Mensageira pomba chamada
Companheira da madrugada
Neste poema escrito em oitavas, como na epopeia – com versos de oito sílabas e não de dez sílabas – o vento assume o símbolo do sopro do espírito, da purificação do espírito que “sopra onde quer”. É o vento que corta as amarras do barco onde “os filhos da madrugada” partem e irão procurar a luz e a paz. É o espírito que os guia, seguido e acompanhado pela procura de boa sorte- “ a boa estrela” - e a certeza da boa sorte que há vir.

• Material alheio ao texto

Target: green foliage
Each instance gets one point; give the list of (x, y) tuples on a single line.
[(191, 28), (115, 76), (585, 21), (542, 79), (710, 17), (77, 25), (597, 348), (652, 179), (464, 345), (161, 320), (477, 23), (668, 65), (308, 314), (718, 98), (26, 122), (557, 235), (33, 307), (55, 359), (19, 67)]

É à brisa suave que em grego se diz “aura”, metaforizada e quase metamorfoseada em “moira encantada” que é pedido que ajude a barca dos “filhos da madrugada” a mudarem de direcção – “vira a proa da minha barca”- para o caminho da vitória da luz sobre as trevas:
Onde o vento cortou amarras
Largaremos pela noite fora
Onde há sempre uma boa estrela
Noite e dia ao romper da aurora
Vira a proa minha galera
Que a vitória já não espera
Fresca brisa moira encantada
Vira a proa da minha barca
Diremos que “Canto Moço” constitui uma chave e uma breve síntese de vários fulcros da poesia cantada de José Afonso, pois nele se encontra uma união perfeita de várias tradições, palavras, com a melodia, caminhando para a abertura e a universalidade:
. o sentido da verdadeira aventura que, guiada pelo espírito, dirige o olhar para um futuro de paz, quase oposto à aventura da emigração que vimos na “Canção do Desterro”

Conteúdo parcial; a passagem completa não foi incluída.